Retrieval about watch described television equipment and/or with described one or more individuals' of described television equipment interaction storage information; And

When described one or more individuals are watching described television equipment and/or when interactive with described television equipment, based on the retrieval of described storage information is generated the speech announcement.

2. equipment as claimed in claim 1 also comprises and can be used for storage about watching described television equipment and/or and the program of the information of each individual TV preference of described one or more individuals of described television equipment interaction what described computer was carried out.

3. equipment as claimed in claim 1 also comprises and can give tacit consent to the program that speech is announced pattern for selection when the beholder is not recognized by described equipment what described computer was carried out.

4. equipment as claimed in claim 1, also comprise can described computer being used for of carrying out with effective program that is used for the information of described speech announcement via the wide area network chained search that exchanging of described equipment.

5. equipment as claimed in claim 4, wherein said information is to select from the information group that comprises the following: media program information, Weather information, news and historical information.

6. equipment as claimed in claim 1, also comprise can described computer carry out for detection of being interrupted by the commercial or programming in the media of described device plays, and generate the program of described speech announcement during disconnected in these.

7. equipment as claimed in claim 1,

The context of wherein said speech announcement is in response to described storage information and selects;

And the phrase template in the wherein said context is selected based on selecting at random at least in part.

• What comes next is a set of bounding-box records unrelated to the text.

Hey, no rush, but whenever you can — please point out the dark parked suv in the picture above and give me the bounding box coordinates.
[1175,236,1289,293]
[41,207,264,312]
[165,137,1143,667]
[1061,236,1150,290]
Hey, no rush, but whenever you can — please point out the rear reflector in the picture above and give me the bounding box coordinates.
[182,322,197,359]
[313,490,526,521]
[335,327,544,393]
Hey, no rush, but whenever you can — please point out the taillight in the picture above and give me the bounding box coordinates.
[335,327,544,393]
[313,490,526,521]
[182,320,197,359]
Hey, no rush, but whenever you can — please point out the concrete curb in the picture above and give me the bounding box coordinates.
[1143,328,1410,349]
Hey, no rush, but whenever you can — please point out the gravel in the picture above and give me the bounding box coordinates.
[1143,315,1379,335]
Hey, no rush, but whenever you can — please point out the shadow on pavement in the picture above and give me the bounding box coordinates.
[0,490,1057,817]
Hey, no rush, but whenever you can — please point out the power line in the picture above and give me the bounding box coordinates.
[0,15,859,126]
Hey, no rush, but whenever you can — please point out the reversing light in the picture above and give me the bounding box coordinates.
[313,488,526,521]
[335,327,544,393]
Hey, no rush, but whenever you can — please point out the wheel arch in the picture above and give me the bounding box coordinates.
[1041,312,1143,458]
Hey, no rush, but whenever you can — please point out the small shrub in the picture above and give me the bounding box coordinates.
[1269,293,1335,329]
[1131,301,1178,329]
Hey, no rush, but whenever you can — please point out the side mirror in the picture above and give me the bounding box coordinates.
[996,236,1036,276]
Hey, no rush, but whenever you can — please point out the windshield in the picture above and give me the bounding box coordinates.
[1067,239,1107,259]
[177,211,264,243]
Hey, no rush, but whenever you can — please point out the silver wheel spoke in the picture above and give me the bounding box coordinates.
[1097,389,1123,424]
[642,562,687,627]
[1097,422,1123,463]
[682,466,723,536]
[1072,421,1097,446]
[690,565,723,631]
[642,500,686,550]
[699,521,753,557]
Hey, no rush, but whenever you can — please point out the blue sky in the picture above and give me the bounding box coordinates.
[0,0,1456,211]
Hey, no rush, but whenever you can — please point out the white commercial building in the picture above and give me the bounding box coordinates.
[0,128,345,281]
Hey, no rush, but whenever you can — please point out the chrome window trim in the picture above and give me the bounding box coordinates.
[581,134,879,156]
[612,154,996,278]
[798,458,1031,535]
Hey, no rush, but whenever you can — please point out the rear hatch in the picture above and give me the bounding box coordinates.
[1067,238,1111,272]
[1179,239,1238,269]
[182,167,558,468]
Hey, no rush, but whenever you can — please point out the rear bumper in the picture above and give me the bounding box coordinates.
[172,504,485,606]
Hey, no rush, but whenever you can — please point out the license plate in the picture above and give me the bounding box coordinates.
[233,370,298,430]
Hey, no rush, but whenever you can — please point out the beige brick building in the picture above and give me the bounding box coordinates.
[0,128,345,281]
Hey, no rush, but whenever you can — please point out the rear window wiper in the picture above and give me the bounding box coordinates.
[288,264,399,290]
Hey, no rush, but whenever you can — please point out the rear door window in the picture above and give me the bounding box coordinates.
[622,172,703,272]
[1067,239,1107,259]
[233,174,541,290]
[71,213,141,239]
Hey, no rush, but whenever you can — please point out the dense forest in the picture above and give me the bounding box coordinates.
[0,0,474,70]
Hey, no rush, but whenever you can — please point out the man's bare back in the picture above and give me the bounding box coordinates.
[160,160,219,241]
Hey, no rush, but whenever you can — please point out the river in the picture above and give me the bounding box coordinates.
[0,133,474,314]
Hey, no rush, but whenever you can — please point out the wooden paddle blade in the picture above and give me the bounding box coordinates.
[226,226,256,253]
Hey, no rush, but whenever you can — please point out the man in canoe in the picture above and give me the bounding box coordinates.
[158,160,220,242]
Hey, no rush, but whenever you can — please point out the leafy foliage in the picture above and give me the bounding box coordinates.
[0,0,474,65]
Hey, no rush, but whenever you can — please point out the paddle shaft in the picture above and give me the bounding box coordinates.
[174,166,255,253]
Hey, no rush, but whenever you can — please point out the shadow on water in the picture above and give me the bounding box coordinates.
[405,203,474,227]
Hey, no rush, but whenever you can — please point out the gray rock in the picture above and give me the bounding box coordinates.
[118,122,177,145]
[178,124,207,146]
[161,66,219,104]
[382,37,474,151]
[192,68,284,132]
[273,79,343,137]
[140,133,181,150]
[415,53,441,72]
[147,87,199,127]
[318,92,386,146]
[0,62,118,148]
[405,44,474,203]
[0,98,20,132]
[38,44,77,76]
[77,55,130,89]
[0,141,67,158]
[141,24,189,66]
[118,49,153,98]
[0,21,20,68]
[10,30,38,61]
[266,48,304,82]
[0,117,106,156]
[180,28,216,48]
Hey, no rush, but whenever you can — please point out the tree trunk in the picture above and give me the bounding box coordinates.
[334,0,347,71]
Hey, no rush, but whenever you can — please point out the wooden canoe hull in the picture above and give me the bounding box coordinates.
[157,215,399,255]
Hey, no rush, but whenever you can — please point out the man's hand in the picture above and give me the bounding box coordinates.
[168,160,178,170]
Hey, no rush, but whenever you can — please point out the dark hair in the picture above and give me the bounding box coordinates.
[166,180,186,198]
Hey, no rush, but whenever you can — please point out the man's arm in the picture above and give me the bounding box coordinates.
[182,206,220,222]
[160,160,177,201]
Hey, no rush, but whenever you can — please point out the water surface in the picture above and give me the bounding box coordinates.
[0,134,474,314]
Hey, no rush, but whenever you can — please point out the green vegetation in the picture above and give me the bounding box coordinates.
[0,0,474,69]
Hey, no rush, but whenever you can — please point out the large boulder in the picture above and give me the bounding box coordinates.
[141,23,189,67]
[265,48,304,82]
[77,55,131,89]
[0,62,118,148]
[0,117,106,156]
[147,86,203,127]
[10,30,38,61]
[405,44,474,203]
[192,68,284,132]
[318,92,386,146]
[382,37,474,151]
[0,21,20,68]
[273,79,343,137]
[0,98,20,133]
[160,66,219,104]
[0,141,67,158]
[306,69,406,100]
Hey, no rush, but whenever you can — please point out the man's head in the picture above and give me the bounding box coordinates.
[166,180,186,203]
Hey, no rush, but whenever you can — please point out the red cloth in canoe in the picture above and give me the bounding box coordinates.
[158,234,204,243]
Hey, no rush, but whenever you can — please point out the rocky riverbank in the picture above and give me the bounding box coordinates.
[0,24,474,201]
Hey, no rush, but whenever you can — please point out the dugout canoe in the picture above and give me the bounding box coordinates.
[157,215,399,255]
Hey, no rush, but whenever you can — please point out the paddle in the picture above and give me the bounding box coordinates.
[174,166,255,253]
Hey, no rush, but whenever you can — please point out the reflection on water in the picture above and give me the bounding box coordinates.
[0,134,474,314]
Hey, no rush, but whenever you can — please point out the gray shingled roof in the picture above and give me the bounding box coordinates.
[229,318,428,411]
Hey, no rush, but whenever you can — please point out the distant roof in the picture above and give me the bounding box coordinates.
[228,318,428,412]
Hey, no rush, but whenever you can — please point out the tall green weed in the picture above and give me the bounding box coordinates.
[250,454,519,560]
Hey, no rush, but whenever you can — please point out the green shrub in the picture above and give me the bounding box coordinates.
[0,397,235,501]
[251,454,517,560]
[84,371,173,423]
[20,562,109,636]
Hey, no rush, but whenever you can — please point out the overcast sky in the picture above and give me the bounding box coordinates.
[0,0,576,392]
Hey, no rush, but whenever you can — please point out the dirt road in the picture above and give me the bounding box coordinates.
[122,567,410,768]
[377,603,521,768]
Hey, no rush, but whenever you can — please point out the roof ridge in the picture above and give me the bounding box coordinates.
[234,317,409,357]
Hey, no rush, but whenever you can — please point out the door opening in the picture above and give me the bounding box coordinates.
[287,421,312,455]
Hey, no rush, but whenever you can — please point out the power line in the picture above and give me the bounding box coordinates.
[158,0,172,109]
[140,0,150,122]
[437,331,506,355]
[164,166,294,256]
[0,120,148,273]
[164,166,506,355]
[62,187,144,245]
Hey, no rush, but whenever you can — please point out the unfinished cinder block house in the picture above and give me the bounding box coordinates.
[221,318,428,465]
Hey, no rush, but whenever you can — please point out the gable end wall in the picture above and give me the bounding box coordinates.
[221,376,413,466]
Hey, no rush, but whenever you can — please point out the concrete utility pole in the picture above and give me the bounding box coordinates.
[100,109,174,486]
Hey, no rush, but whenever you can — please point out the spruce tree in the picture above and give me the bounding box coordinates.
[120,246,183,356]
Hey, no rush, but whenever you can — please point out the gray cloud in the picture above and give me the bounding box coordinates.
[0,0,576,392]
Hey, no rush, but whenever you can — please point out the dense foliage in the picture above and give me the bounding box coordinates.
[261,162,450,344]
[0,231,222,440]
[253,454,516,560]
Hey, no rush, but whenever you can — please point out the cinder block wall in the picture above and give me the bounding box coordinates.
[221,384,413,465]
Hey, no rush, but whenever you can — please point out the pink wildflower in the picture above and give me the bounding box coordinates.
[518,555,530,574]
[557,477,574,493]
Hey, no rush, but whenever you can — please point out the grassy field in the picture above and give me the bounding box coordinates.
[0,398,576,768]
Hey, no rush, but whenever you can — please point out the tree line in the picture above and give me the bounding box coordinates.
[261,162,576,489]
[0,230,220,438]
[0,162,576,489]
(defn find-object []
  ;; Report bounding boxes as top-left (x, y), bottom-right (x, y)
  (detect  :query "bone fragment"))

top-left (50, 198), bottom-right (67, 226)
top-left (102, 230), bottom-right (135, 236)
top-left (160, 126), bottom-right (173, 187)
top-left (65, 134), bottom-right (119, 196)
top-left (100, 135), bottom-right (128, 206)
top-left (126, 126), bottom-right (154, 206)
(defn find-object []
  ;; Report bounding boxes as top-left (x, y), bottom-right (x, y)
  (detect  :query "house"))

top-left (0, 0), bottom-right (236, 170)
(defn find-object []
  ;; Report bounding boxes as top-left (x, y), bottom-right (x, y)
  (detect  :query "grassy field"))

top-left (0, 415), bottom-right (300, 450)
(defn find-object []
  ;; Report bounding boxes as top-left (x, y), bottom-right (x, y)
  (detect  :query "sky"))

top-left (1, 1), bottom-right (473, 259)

8. equipment as claimed in claim 1 also comprises the program of adjacent phrase template that can select to keep in described computer being used for of carrying out the phrase of mutual relation and then imitation session.

9. equipment as claimed in claim 1 also comprises:

Microphone; And

Also comprise can described computer being used for of carrying out to carrying out the voice identification from the output of described microphone, with control to from the selection of the speech announcement of described equipment and/or to the program from the registration of described at least one individual speech order.

10. equipment as claimed in claim 9, wherein the voice identification is arranged to control and/or determines the selection from the speech announcement of described equipment.